A naive approach would involve generating all possible supersequences of str1 and str2 and then finding the shortest among them. However, this is highly inefficient due to the exponential number of possible supersequences. The time complexity would be exponential, making it impractical for even moderately sized strings.

Optimal Approach (Dynamic Programming)

The optimal approach uses dynamic programming to find the length of the longest common subsequence (LCS) of the two strings.
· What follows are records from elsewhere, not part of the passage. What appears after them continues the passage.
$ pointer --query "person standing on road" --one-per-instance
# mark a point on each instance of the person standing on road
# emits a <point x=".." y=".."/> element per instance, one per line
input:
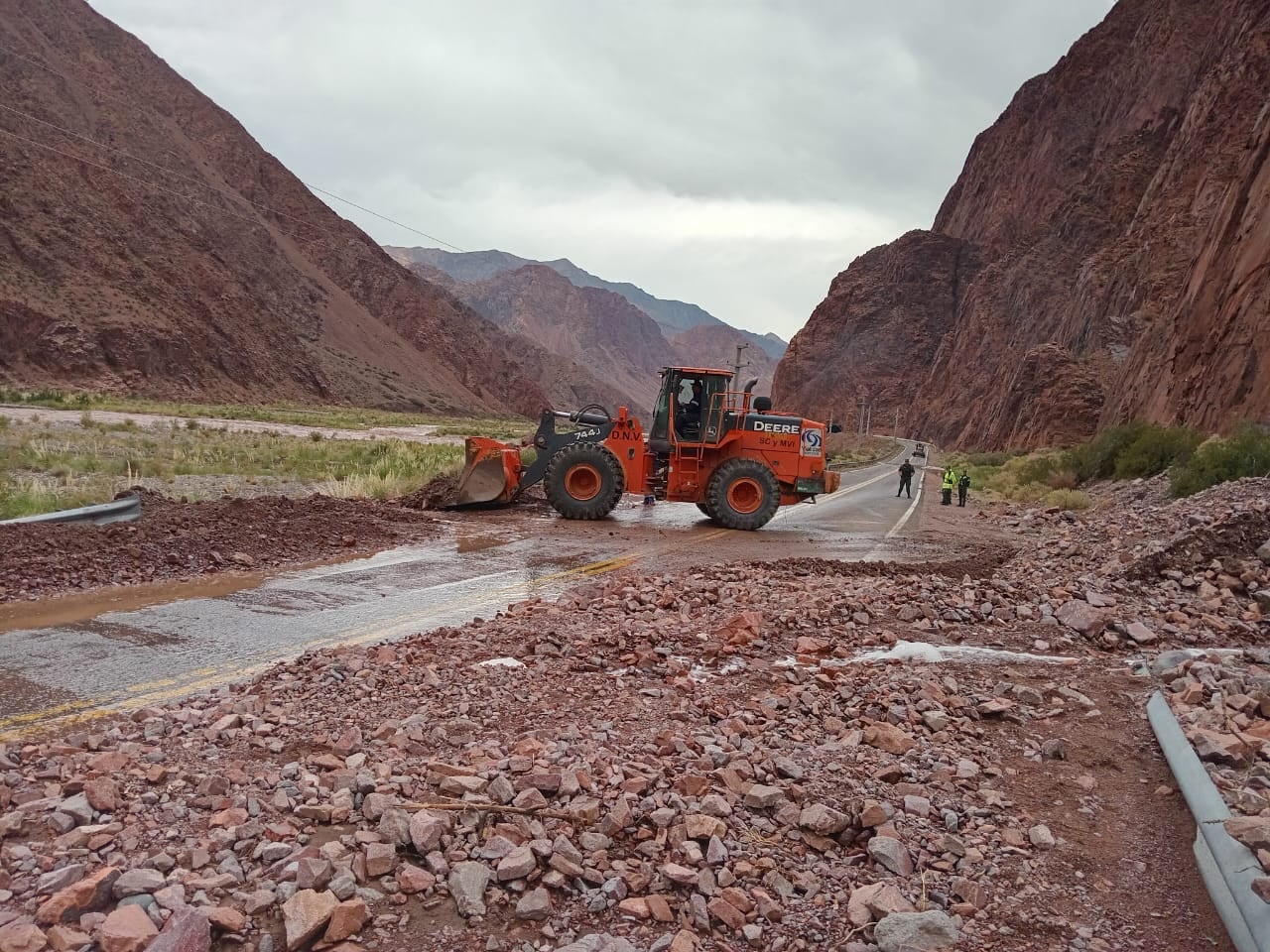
<point x="906" y="479"/>
<point x="949" y="485"/>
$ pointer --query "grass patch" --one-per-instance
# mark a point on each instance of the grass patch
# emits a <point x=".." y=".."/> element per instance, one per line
<point x="352" y="417"/>
<point x="45" y="468"/>
<point x="1128" y="452"/>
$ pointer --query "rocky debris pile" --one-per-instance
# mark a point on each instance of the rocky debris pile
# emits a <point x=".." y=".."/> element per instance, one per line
<point x="439" y="493"/>
<point x="320" y="802"/>
<point x="1139" y="572"/>
<point x="181" y="539"/>
<point x="666" y="762"/>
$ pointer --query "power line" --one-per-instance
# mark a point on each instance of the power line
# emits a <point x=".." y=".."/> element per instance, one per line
<point x="172" y="172"/>
<point x="130" y="178"/>
<point x="368" y="211"/>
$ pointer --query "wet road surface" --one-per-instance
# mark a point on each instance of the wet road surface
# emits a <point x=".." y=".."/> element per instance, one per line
<point x="153" y="653"/>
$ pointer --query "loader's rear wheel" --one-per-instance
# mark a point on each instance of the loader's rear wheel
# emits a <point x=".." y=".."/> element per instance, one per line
<point x="584" y="481"/>
<point x="743" y="494"/>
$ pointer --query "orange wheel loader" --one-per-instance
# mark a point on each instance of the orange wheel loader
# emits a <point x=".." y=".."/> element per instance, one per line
<point x="722" y="449"/>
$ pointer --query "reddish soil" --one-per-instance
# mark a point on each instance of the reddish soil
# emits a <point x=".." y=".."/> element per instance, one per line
<point x="177" y="539"/>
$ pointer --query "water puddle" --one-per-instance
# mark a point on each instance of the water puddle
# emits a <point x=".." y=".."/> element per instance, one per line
<point x="81" y="607"/>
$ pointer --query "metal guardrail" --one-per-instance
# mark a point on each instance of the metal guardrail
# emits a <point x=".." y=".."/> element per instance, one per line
<point x="126" y="509"/>
<point x="1225" y="865"/>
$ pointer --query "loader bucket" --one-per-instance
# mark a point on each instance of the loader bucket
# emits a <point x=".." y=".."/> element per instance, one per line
<point x="492" y="474"/>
Once the LCS is found, the shortest common supersequence (SCS) can be constructed.

  1. Find the Length of LCS:

    • Create a 2D DP table dp where dp[i][j] stores the length of the LCS of str1[0...i-1] and str2[0...j-1].
    • If str1[i-1] == str2[j-1], then dp[i][j] = dp[i-1][j-1] + 1.
    • Else, dp[i][j] = max(dp[i-1][j], dp[i][j-1]).
  2. Construct the SCS:

    • Start from the bottom-right cell of the dp table (i.e., dp[n][m], where n and m are the lengths of str1 and str2 respectively).
    • If str1[i-1] == str2[j-1], then this character is part of the LCS, so include it in the SCS and move diagonally up-left (i.e., i--, j--).
    • Else, if dp[i-1][j] > dp[i][j-1], then the character str1[i-1] is not part of the LCS, so include it in the SCS and move up (i.e., i--).
    • Otherwise, the character str2[j-1] is not part of the LCS, so include it in the SCS and move left (i.e., j--).
    • Append any remaining characters from str1 or str2 to the SCS.
    • Reverse the SCS to get the final result.

Code Example (Java)

class Solution {
    public String shortestCommonSupersequence(String str1, String str2) {
        int n = str1.length();
        int m = str2.length();

        // Compute the length of the LCS
        int[][] dp = new int[n + 1][m + 1];
        for (int i = 1; i <= n; i++) {
            for (int j = 1; j <= m; j++) {
                if (str1.charAt(i - 1) == str2.charAt(j - 1)) {
                    dp[i][j] = dp[i - 1][j - 1] + 1;
                } else {
                    dp[i][j] = Math.max(dp[i - 1][j], dp[i][j - 1]);
                }
            }
        }

        // Construct the SCS
        StringBuilder scs = new StringBuilder();
        int i = n, j = m;
        while (i > 0 && j > 0) {
            if (str1.charAt(i - 1) == str2.charAt(j - 1)) {
                scs.append(str1.charAt(i - 1));
                i--;
                j--;
            } else if (dp[i - 1][j] > dp[i][j - 1]) {
                scs.append(str1.charAt(i - 1));
                i--;
            } else {
                scs.append(str2.charAt(j - 1));
                j--;
            }
        }

        // Append remaining characters
        while (i > 0) {
            scs.append(str1.charAt(i - 1));
            i--;
        }
        while (j > 0) {
            scs.append(str2.charAt(j - 1));
            j--;
        }

        return scs.reverse().toString();
    }
}

Time and Space Complexity

  • Time Complexity: O(m * n), where n is the length of str1 and m is the length of str2. This is due to the dynamic programming approach which requires filling a 2D table of size (n+1) x (m+1).
  • Space Complexity: O(m * n) to store the DP table. The string builder used to construct the SCS contributes O(m+n) to the space complexity, but since this is dominated by O(m*n), the overall space complexity remains O(m * n).

Edge Cases

  • If either str1 or str2 is empty, the SCS is simply the other string.
  • If str1 and str2 are identical, the SCS is the string itself.
  • Consider overlapping or completely different strings to ensure the algorithm handles all scenarios correctly.